Das Wort "Intimität" stammt aus dem Lateinischen und bedeutet so viel wie: "tief innen, weit entfernt vom Rand". Emotional bedeutet dies, dass wir im Kontakt mit unseren Gefühlen sind, und auch solche zulassen, die wir im Alltag mit anderen eher nicht zeigen. Da wird klar, dass das Geschehen im BDSM sehr intim ist. Und doch gibt es Leute, die eine gewisse Distanz brauchen um es zu spielen und zu leben. Typisch ist vielleicht die "Unberührbare", die immer eine Peitschenlänge Abstand von anderen hält, räumlich und emotional.
Genau betrachtet, ist Distanz ein komplexes Konstrukt:
Sie tritt auf, als Distanz zu sich selbst: "Bin das wirklich ich, der das tut oder ist mein eigentliches Ich ganz anders?" Aber auch als Distanz zum Partner, wenn man ihn nicht an sich heran lässt, ihn als Objekt betrachtet. Sogar als Distanz zu BDSM selbst, das einen faszinierend anzieht und gleichzeitig abstößt, kann sie auftreten.
Aus all dem ergeben sich Fragen die an diesem Abend zur Diskussion stehen können:
Dient Distanz dazu, nicht ganz dem Sog des BDSM zu verfallen? Oder schützt sie den Partner, weil man mit ihrer Hilfe sicher agieren kann?
Welche Art von Beziehungen legen den Grundstock zum Aufbau zur Distanz und wie lässt sie sich langfristig steuern?
Wer hat mehr Interesse an Distanz, Top oder Sub? Und wie empfinden sie beide? Führt Distanz bei BDSM-Spielen wieder dazu, dass Kontakt vermieden wird und Begegnung vom tiefen Inneren wieder zum Rand, zur Oberfläche geht?

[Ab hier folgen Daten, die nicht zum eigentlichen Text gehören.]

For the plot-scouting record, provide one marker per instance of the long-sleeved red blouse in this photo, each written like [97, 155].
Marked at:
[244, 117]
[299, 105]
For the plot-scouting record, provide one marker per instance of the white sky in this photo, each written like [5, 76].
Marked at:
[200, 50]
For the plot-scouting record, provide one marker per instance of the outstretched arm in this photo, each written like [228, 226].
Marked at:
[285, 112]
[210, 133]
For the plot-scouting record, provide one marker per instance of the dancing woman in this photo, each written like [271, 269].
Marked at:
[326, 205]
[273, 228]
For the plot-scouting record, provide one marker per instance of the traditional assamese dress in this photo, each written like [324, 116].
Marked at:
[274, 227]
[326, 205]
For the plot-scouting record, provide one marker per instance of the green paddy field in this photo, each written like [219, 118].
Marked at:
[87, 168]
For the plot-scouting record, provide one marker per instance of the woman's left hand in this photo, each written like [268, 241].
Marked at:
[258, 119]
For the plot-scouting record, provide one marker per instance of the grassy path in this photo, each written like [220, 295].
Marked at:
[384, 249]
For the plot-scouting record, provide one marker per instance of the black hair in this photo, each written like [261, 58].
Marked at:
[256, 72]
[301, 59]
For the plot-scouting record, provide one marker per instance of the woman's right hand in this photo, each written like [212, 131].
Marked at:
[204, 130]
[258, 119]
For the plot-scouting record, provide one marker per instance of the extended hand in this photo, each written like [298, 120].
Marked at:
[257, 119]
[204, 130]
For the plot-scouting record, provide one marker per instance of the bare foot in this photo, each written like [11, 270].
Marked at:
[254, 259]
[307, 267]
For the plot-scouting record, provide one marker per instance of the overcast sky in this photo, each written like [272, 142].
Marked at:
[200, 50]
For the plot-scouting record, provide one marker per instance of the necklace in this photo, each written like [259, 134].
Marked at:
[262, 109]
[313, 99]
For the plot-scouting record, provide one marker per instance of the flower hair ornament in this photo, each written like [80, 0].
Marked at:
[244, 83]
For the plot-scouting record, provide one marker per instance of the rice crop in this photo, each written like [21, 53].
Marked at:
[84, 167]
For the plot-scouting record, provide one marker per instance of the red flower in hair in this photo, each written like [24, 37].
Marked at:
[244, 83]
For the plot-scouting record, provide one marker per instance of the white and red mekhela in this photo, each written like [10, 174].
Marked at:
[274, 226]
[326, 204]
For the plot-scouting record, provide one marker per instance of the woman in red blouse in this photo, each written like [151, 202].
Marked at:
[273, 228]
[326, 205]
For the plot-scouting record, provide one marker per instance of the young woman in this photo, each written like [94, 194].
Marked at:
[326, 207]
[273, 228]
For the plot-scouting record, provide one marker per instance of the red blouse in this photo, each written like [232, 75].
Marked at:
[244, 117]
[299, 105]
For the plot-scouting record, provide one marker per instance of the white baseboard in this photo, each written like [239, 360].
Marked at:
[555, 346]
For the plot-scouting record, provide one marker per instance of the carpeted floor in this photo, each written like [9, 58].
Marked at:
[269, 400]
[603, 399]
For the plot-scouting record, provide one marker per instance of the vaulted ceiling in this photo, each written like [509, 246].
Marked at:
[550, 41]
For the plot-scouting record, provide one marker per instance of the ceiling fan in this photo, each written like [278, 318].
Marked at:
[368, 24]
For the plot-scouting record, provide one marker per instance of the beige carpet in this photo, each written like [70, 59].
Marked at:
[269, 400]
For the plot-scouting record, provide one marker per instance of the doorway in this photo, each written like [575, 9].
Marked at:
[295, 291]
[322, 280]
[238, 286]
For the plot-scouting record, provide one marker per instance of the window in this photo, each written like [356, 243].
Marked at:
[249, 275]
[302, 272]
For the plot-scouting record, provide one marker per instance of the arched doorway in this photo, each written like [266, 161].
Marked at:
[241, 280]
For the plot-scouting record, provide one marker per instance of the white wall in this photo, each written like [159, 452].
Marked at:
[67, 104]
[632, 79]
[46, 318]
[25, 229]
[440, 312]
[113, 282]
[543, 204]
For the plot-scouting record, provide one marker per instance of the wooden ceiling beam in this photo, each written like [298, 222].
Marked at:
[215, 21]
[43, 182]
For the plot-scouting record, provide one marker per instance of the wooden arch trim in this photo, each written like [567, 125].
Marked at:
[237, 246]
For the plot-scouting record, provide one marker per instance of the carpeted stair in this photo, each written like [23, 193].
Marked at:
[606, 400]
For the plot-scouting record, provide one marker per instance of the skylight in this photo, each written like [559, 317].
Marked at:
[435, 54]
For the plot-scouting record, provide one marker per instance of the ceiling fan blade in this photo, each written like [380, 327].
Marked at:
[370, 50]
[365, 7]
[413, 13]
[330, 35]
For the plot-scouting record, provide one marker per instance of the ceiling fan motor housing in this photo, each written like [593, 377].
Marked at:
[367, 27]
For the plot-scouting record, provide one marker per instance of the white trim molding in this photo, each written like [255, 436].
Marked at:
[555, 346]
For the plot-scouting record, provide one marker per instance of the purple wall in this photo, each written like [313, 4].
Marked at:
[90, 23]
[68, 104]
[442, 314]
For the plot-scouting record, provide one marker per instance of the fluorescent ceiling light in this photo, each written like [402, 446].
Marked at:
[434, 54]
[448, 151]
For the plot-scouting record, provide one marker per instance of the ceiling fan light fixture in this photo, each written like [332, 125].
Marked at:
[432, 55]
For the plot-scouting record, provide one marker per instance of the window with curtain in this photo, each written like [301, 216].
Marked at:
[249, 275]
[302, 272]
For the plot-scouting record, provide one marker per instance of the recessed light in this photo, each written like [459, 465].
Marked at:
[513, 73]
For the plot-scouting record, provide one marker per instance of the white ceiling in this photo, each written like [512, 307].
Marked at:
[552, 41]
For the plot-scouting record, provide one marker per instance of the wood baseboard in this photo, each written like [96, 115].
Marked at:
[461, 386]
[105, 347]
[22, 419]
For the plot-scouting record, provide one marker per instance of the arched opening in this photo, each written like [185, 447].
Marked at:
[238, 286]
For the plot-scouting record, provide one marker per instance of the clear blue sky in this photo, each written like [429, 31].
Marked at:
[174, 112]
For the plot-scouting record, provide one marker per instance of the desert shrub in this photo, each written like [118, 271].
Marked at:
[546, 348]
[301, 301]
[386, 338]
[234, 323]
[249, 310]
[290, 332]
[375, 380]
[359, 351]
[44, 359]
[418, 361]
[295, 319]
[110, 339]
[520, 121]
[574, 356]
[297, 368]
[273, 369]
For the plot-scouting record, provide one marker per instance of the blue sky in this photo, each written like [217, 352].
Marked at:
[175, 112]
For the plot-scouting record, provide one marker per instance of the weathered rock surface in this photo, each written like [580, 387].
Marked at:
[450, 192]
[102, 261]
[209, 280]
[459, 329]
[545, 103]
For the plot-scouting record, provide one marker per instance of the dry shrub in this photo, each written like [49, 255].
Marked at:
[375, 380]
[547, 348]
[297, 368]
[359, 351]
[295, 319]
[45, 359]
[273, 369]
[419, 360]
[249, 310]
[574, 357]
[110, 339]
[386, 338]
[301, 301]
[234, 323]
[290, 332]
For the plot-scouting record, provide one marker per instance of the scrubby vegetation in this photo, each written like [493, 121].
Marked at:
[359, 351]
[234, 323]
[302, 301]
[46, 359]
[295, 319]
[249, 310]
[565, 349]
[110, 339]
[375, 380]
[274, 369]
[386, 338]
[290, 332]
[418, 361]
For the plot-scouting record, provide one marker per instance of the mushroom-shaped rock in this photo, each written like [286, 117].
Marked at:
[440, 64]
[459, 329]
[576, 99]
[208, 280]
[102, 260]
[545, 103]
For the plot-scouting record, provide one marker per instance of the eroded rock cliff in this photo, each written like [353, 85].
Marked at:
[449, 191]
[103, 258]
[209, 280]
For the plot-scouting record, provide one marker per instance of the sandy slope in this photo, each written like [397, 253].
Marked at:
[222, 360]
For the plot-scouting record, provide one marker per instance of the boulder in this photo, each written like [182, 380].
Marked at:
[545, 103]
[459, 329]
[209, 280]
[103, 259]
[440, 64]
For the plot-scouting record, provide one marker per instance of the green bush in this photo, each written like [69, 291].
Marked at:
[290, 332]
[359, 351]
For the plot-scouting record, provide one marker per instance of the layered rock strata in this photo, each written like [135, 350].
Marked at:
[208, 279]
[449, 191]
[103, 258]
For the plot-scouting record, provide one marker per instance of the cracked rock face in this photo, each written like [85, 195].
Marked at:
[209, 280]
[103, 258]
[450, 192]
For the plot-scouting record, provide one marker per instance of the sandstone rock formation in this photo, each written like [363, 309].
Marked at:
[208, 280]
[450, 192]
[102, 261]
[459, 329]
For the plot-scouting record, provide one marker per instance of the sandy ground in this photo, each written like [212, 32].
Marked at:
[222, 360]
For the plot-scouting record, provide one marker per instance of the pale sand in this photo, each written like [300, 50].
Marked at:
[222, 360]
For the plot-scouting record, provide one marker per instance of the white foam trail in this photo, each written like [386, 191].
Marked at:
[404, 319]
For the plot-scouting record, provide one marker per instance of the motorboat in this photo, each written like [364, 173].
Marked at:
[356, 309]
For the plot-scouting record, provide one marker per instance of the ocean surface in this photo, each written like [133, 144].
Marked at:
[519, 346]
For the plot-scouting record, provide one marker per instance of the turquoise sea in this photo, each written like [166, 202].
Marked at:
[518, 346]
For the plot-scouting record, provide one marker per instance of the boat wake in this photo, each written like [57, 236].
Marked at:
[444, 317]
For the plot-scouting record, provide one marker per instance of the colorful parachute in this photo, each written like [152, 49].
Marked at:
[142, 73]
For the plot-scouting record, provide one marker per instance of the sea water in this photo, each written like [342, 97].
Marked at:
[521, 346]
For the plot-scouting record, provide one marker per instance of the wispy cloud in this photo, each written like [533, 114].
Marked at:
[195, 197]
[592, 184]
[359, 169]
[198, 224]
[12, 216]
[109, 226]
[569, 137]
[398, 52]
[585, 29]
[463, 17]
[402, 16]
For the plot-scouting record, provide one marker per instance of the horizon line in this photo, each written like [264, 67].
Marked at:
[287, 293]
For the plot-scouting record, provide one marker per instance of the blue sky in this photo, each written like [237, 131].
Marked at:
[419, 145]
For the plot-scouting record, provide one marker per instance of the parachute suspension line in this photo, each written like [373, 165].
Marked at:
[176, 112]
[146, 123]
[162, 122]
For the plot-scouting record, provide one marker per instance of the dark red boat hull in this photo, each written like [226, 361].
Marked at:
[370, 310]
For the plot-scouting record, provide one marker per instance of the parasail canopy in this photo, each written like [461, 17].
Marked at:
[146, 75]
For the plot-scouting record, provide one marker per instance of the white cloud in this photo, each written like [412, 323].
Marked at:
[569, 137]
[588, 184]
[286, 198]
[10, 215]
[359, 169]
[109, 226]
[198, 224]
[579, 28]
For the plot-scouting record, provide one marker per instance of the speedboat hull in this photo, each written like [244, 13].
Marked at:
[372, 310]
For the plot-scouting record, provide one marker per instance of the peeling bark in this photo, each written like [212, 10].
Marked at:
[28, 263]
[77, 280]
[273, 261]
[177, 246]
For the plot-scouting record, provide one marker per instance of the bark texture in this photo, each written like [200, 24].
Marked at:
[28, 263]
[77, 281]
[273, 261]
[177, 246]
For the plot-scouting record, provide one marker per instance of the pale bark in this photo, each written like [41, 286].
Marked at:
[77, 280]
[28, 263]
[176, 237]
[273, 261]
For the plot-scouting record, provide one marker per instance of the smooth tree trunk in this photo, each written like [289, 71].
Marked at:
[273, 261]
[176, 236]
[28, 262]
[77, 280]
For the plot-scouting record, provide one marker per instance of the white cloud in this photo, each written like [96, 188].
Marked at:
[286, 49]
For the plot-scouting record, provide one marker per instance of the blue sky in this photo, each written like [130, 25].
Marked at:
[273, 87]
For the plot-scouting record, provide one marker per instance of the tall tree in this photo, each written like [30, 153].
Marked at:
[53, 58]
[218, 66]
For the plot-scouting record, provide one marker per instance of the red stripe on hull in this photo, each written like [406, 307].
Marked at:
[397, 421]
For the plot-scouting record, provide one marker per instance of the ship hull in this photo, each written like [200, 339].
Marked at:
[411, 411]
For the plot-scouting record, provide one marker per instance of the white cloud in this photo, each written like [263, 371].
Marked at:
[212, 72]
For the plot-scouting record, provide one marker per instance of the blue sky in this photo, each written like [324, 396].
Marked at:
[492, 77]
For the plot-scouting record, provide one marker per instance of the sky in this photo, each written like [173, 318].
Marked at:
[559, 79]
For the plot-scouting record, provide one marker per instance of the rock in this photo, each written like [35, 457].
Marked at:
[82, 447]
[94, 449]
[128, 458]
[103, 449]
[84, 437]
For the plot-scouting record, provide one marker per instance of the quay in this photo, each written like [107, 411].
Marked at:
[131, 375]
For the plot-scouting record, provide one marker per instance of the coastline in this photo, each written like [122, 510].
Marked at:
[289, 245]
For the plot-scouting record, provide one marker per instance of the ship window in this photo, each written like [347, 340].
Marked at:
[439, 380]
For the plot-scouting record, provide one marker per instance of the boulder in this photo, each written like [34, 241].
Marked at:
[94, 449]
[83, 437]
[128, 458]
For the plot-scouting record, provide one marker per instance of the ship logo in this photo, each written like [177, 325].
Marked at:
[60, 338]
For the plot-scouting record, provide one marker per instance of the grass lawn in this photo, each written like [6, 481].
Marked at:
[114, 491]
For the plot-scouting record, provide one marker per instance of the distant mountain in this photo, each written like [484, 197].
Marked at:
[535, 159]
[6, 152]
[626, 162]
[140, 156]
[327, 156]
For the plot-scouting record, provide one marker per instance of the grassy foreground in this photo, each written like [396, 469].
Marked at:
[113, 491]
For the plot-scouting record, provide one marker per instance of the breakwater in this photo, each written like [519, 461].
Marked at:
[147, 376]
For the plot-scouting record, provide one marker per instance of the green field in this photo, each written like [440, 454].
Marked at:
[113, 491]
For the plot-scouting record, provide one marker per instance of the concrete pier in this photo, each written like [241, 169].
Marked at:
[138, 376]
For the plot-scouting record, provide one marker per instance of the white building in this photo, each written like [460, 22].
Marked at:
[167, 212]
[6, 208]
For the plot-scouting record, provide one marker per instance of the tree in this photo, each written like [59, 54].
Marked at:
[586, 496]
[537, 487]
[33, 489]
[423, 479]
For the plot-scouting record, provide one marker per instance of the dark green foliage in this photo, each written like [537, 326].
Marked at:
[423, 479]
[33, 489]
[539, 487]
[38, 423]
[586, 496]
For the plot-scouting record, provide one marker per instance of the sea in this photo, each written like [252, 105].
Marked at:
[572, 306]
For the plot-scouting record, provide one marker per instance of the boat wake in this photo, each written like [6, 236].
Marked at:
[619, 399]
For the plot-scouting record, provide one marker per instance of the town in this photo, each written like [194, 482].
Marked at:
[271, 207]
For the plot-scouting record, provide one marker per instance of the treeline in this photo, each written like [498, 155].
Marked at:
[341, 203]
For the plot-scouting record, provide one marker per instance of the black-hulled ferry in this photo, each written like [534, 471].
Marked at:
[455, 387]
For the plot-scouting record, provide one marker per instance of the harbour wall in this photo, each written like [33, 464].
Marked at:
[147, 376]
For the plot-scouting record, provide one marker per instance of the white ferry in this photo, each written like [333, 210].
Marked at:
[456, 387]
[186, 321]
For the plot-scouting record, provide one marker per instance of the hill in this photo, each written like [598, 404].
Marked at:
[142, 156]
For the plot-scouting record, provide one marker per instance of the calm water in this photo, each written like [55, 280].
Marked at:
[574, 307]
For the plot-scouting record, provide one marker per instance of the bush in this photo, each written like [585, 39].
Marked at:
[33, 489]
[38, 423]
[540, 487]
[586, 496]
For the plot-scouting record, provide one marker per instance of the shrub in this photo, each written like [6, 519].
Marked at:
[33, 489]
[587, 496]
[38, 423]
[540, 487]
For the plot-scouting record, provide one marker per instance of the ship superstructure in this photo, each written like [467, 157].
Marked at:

Wann ist sie gut für den Umgang miteinander und wann zerstört sie die Erotik? Kann man sie steuern und mit ihr spielen?
10 Männer und 8 Frauen mit Interesse an sadomasochistischer Erotik trafen sich am 25. Mai im Gesprächskreis SundMehr um sich über das Thema "Distanz in Beziehung und Spiel" auszutauschen.
Das Distanz besonders wichtig sei, bei erotischen SM-Spielen mit anderen, als dem eigenen Partner, war ein erstes Statement im Rahmen der Vorstellungsrunde; gerade bei einem SMigen One-Night-Stand (siehe letzter Abend). Dass Nähe und Distanz sehr gut bei einer SM-Session kombiniert werden konnten fand die nächste Anwesende und ihre Nebensitzerin ergänzte, dass für sie Erotik und Geheimnis sehr viel miteinander zu tun hätten, wozu auch Distanz gehöre - eine Äußerung die in Varianten immer wieder auftauchte. Andere bevorzugten diesen Aspekt nicht, weil sie sich nach distanzloser Nähe sehnten. Auch, dass gerade auch in räumlicher Hinsicht Distanz einen besonderen Vorzug darstellen könnte, wurde mehrfach genannt. In Varianten doppelten sich auch Statements, die beschrieben, dass Distanz beim Erstkontakt, wenn man sich noch nicht so gut kennt, das Kopfkino anregt, selbst wenn später doch alles ganz anders kommt, als man es sich ausgemalt hat. Sie mache neugierig und sei besonders in Verbindung mit Nähe spannend.
Distanz müsse nicht immer etwas mit Erotik zu tun habe, fand eine Teilnehmerin -wenn der Partner ständig in der Nähe sei, kann es besonders in langjährigen Beziehungen schwierig sein, Distanz aufzubauen, wenn man viel voneinander weiß. Einen besonderen Reiz stelle Distanz führ ihn dar, wenn sie nicht aus Desinteresse, sondern aus einer interessierten Beobachtung des Objektes, mit dem Gespielt wird, gespeist ist, meinte ein Teilnehmer.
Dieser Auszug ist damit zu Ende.